Appellant filed a motion for new trial, which was continued to the June term. On June 24, 1904, the motion for new trial was overruled, and the defendant by his attorney excepted thereto, and thereupon judgment was entered on June 24, 1904, as above stated, to which judgment appellant then and there excepted, and prayed an appeal to this court, which was allowed upon the filing of a bond of $500.00 and bill of exceptions within sixty days from June 24, 1904, the bond to be approved by the clerk. The defendant also made a motion to arrest the judgment and declare the verdict void, which motion was also overruled by the court, to the overruling of which the appellant by his attorneys then and there excepted.

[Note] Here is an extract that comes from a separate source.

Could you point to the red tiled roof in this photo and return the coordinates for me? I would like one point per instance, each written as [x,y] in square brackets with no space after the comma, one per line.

*569Among the written reasons, filed by appellant in support of his motion for new trial besides those to the effect that the court admitted improper and refused to admit proper evidence and gave improper and refused to give proper instructions, were the following: “5. The verdict is contrary to the law and the evidence in the case; 6. The jury in this case was not properly selected to try the issues in this cause; 7. The petition filed in this cause is not sufficient to sustain a judgment condemning private property for public use; 8. No petition has been filed in this cause asking to condemn the lands of this defendant.” Among the written reasons filed by the appellant in favor of his motion to arrest the judgment, besides those relating to the admission of improper and the refusal of proper evidence and the refusal of certain instructions, the following reasons were set up: “4. That the court erred in overruling the motion by the defendant for a new trial herein; 5. That there was no proper petition filed in said cause to condemn the land of this defendant; 6". That there was no petition to condemn the land of this defendant as required by law; 7. That the jury in this cause was not chosen in accordance with law.” The bond and bill of exceptions were filed within the time required by the order of court, and the bond was approved within such time.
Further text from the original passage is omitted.